The nation's preterm birth rate dropped for the second consecutive year.
New nationwide statistics show a 3 percent decline in the preterm birth rate, according to a report released today by the National Center for Health Statistics.
March of Dimes officials say they are encouraged and hope that the decline is a new trend in infant health. The data are based on 99.9 percent of U.S. births and the improvement must be confirmed in the final data.
"We're beginning to see the benefits of years of hard work by the March of Dimes and its partners. This decline, although small, is heartening," said Dr. Jennifer L. Howse, president of the March of Dimes. "It means about 14,000 babies were spared the health risks of an early birth. We hope that this is just the beginning of what's possible, and that efforts such as health care reform and our programs to make women and their doctors aware of things they can do to lower the risk of a preterm birth will continue to bear fruit in years to come."
The preterm birth rate dropped to 12.3 percent, according to the report, "Births: Preliminary Data for 2008," which was released today by the National Center for Heath Statistics. That's down from the 2007 preliminary rate of 12.7 percent. The declines follow a more than 20 percent increase in the preterm birth rate between 1990 and 2006.

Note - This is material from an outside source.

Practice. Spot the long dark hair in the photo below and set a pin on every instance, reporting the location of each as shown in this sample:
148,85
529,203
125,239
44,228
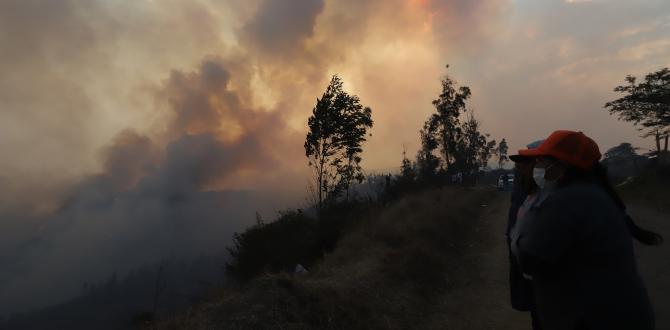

Premature birth is a serious and costly problem, the March of Dimes says. Even with the decline in the preterm birth rate, more than a half million babies are born too soon in the United States each year, costing the nation more than $26 billion annually. Babies who survive an early birth often face lifelong health challenges, including cerebral palsy, blindness, hearing loss, learning disabilities, and other chronic conditions. Even infants born "late preterm" - between 34 and 36 weeks gestation - have a greater risk of re-hospitalization, breathing problems, feeding difficulties, temperature instability (hypothermia), jaundice, delayed brain development and learning problems.
The March of Dimes says 79 percent of the decline in the preterm birth rate occurred among late preterm babies.
There are known strategies that can lower the risk of an early birth -- such as smoking cessation programs, progesterone treatments for women with a history of preterm birth, avoiding multiples from fertility treatments and avoiding unnecessary c-sections and inductions before 39 weeks.